3.11.09

Eine Perle Ewigkeit


Spanien, Peru 2008 (La teta asustada) Regie: Claudia Llosa mit Magaly Solier, Susi Sànchez, Efraín Solís, Marino Ballón, Delci Heredia 94 Min.

Der Berlinale-Sieger dieses Jahres kommt aus Peru und betört mit einer stillen Poesie, die aus kargem Realismus erwächst. „Eine Perle Ewigkeit“ begeistert mit unverbrauchten Bildern sowie einer sozial harten Geschichte mit magisch-realistischen Einsprengseln.

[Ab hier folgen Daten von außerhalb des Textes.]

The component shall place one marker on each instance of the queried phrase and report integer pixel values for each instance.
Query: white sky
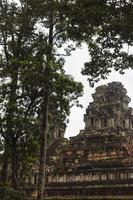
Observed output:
(73, 66)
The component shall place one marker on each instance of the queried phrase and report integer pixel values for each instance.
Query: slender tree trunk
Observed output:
(14, 168)
(4, 171)
(45, 109)
(43, 149)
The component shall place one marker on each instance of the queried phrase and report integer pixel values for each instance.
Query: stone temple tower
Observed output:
(109, 110)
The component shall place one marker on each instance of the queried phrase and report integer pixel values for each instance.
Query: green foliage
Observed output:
(111, 46)
(10, 194)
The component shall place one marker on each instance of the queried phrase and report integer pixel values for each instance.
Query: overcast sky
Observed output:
(73, 66)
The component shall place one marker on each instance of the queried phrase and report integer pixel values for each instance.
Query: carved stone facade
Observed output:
(98, 161)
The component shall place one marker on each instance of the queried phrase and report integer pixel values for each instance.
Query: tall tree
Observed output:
(24, 84)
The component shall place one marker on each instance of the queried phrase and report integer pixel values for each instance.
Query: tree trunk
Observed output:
(14, 168)
(4, 171)
(45, 109)
(43, 149)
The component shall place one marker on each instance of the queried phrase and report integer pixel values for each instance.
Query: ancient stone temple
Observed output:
(98, 162)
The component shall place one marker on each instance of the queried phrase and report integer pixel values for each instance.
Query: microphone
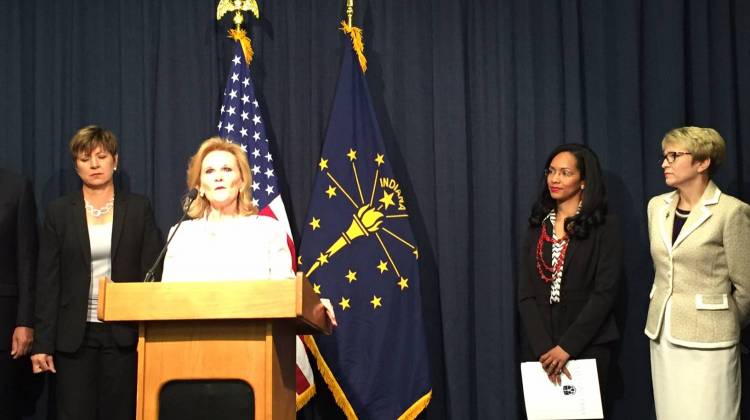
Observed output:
(189, 198)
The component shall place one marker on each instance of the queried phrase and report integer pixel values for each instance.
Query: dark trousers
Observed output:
(11, 372)
(98, 381)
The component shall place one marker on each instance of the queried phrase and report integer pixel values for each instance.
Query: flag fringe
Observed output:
(412, 412)
(357, 43)
(305, 396)
(240, 36)
(333, 385)
(338, 394)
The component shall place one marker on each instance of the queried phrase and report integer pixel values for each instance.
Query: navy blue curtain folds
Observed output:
(470, 97)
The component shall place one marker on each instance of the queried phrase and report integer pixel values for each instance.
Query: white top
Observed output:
(237, 248)
(100, 239)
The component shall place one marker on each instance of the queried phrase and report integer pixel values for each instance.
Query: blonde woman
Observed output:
(700, 298)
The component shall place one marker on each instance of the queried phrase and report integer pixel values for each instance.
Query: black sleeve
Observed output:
(533, 325)
(48, 287)
(601, 300)
(26, 243)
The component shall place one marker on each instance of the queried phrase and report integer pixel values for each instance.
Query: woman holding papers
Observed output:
(89, 234)
(570, 267)
(226, 239)
(700, 299)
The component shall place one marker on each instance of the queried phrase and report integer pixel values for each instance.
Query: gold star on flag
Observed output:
(331, 191)
(387, 200)
(383, 266)
(344, 303)
(352, 276)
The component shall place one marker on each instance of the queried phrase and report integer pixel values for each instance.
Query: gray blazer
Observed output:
(706, 272)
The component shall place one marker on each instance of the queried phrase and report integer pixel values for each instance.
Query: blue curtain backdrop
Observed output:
(470, 95)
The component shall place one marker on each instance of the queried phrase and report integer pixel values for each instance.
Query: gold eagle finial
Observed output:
(237, 6)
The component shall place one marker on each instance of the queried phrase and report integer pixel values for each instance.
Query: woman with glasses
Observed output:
(96, 231)
(700, 298)
(570, 267)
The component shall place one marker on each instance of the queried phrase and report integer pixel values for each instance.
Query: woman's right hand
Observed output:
(42, 362)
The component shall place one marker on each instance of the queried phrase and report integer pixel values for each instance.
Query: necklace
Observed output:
(542, 267)
(102, 211)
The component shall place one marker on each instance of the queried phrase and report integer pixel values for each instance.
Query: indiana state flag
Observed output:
(358, 250)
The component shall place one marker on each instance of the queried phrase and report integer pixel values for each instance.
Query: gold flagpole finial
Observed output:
(349, 11)
(239, 34)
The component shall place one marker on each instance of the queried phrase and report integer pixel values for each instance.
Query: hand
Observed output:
(553, 362)
(329, 311)
(22, 339)
(42, 362)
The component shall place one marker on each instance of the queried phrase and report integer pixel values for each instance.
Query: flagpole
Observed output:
(349, 11)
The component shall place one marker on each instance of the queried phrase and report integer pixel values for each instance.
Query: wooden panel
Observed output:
(215, 350)
(198, 300)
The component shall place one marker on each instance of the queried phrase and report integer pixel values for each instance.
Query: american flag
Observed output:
(241, 122)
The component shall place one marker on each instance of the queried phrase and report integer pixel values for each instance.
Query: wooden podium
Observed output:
(240, 330)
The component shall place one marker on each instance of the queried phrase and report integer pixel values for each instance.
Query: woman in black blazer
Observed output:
(86, 235)
(570, 267)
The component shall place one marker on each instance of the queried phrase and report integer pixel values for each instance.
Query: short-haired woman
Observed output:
(700, 299)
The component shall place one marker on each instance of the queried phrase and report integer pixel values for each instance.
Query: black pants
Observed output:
(98, 381)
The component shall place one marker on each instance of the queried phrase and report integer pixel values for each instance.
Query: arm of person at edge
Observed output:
(47, 297)
(598, 307)
(26, 245)
(538, 336)
(736, 241)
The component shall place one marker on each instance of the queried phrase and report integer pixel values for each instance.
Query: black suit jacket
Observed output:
(64, 267)
(18, 246)
(590, 283)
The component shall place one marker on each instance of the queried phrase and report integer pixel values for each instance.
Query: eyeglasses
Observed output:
(671, 156)
(565, 173)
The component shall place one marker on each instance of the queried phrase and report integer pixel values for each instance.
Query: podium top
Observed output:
(291, 299)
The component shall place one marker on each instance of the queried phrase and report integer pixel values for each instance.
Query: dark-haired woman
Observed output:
(89, 234)
(570, 267)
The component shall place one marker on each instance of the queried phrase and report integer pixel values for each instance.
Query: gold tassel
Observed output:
(240, 36)
(412, 412)
(338, 394)
(304, 398)
(333, 385)
(357, 43)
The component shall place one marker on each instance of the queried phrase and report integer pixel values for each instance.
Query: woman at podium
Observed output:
(570, 267)
(225, 239)
(91, 233)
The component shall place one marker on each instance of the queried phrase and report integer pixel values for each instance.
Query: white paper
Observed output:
(576, 398)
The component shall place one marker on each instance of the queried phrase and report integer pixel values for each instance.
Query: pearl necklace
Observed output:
(102, 211)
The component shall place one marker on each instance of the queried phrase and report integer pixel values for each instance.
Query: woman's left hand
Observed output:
(329, 311)
(553, 362)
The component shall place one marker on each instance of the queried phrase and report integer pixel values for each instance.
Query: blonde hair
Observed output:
(245, 199)
(89, 138)
(702, 143)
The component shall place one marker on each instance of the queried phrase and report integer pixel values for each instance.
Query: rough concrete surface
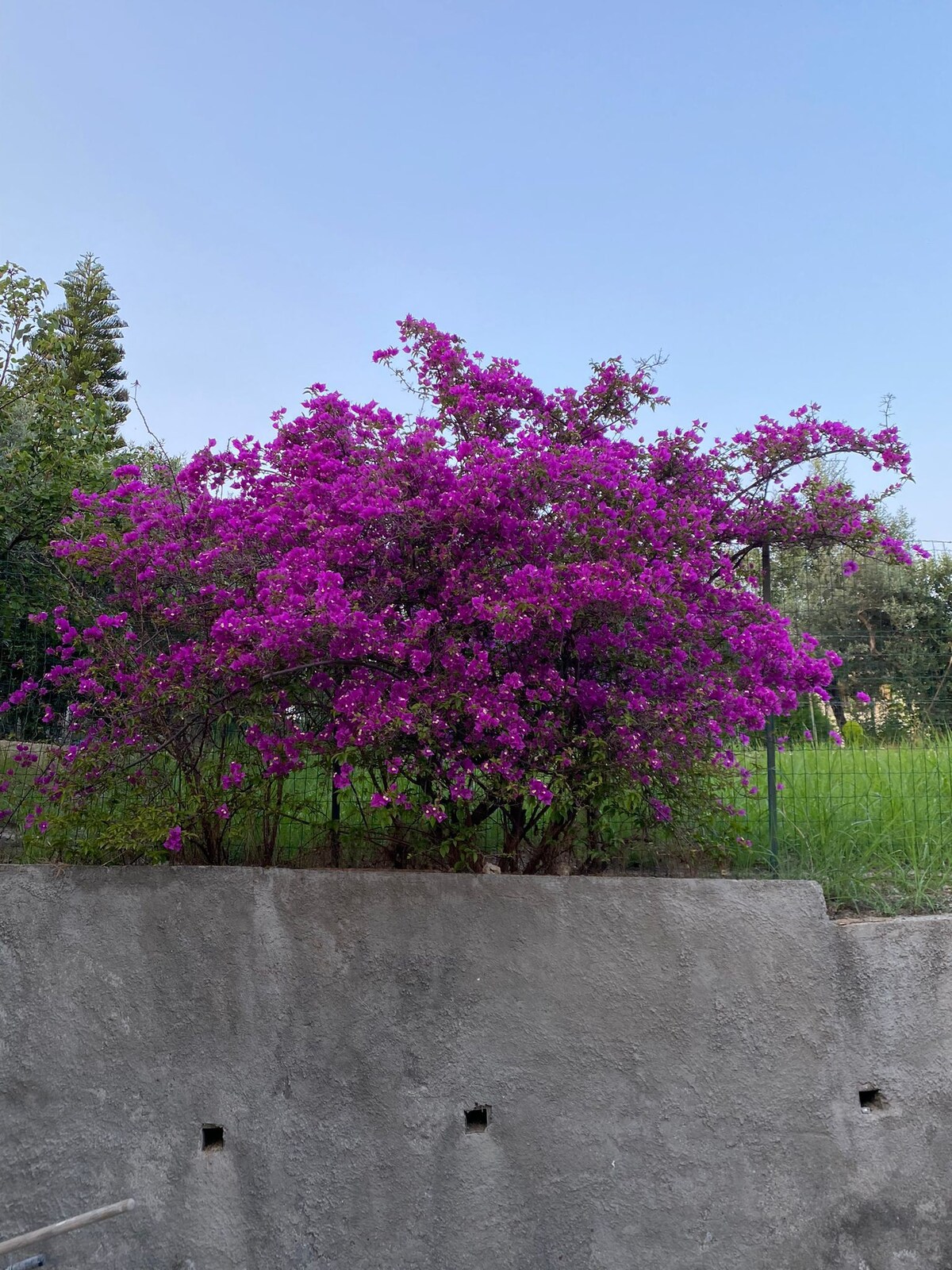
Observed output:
(673, 1071)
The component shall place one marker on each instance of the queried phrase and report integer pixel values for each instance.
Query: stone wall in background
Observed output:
(372, 1071)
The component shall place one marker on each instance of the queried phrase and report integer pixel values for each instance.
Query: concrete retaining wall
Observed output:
(673, 1071)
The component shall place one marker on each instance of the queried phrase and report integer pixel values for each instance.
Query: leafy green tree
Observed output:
(57, 431)
(82, 342)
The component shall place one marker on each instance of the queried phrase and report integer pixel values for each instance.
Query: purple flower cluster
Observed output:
(508, 597)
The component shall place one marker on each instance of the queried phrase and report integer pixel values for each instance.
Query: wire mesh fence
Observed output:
(863, 778)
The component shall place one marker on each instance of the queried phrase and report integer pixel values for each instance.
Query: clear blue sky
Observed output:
(762, 190)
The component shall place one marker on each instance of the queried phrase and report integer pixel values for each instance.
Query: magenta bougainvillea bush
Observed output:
(507, 607)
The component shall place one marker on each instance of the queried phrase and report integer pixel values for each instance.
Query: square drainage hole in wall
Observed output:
(478, 1119)
(873, 1100)
(213, 1137)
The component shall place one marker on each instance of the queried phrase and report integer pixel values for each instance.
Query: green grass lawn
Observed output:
(873, 825)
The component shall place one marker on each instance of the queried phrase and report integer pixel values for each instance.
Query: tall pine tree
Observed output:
(83, 340)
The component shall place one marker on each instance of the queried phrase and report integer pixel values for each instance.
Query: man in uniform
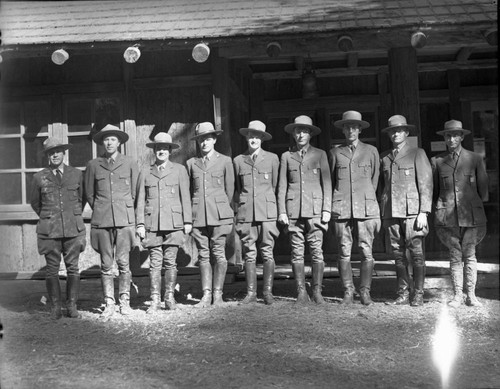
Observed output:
(163, 217)
(355, 173)
(460, 187)
(256, 173)
(304, 203)
(56, 197)
(111, 189)
(406, 202)
(212, 189)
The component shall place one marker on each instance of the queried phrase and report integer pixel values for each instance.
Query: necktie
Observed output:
(58, 176)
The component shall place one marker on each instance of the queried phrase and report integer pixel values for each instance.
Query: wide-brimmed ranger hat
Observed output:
(351, 117)
(162, 138)
(398, 121)
(256, 127)
(203, 129)
(53, 143)
(301, 122)
(453, 125)
(110, 130)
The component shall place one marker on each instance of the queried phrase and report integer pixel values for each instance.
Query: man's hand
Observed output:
(421, 221)
(283, 219)
(140, 231)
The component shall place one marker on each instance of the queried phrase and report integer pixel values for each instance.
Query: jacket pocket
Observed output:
(223, 208)
(317, 203)
(371, 205)
(271, 209)
(177, 219)
(412, 203)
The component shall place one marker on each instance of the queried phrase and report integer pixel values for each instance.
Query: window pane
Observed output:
(81, 152)
(34, 152)
(36, 117)
(10, 150)
(10, 188)
(10, 118)
(79, 115)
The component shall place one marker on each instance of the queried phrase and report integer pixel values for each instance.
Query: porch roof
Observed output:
(72, 22)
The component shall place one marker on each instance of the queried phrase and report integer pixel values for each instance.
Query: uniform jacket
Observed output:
(212, 189)
(459, 190)
(354, 181)
(164, 200)
(111, 191)
(407, 183)
(256, 187)
(59, 206)
(305, 186)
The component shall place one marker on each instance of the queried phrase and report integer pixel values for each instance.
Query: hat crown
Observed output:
(352, 115)
(453, 125)
(303, 119)
(397, 120)
(162, 137)
(52, 143)
(204, 128)
(257, 125)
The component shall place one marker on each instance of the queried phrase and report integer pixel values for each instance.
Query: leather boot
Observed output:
(345, 271)
(419, 278)
(108, 289)
(206, 285)
(251, 278)
(54, 292)
(300, 282)
(318, 270)
(124, 280)
(366, 281)
(155, 279)
(403, 287)
(470, 284)
(219, 278)
(72, 290)
(170, 280)
(268, 282)
(457, 282)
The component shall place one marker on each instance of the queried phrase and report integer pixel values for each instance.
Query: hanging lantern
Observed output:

Die verstört und verängstigt wirkende Fausta (eindrucksvoll: Magaly Solier) lebt mit Verwandten in einer einfachen Hütte am Rande Limas. Dass Fausta Geld für das Begräbnis ihrer Mutter auftreiben muss, weil der Leichnam vor der Hochzeit der Cousine aus dem Haus sein muss und sich die Mutter ein Grab in ihrem Heimatdorf wünschte, ist ein finanzielles Problem. Aber vor allem hat Fausta Angst vor der Welt da draußen und vor den Männern. Zum Schutz vor Vergewaltigung trägt sie eine Kartoffel in der Vagina, was selbstverständlich zu gesundheitlichen Problemen führt. Llosa zeigt jedoch das regelmäßige Abschneiden der Sprossen als einen Akt, der über den banalen oder auch absurden Vorgang hinaus geht. Ebenso ist letztlich der Tauschhandel, zu dem eine berühmte Pianistin und Komponistin ihr neues Hausmädchen Fausta zwingt, in Licht gegossene Poesie: Für jedes Lied, das die scheue junge Frau vor der uninspirierten Künstlerin preis gibt, erhält sie eine Perle. Ein Stück veräußerte Seele um das Begräbnis der Mutter zu bezahlen. Dass die weiße Herrin, die Perlen gegen Lieder tauscht, aber den Vertrag nicht einhält, Nachfahrin der spanischen Eroberer sei, die Ureinwohner mit Tand betrogen, wäre grobe Geschichtsschreibung. Trotzdem: Fausta singt und spricht in Quechua, einer Sprache der Eingeborenen. Regisseurin Claudia Llosa („Madeinusa“), Nichte des Schriftstellers Vargas Llosa, erzählt mehr, differenzierter; sie lässt mitfühlen und -erleben.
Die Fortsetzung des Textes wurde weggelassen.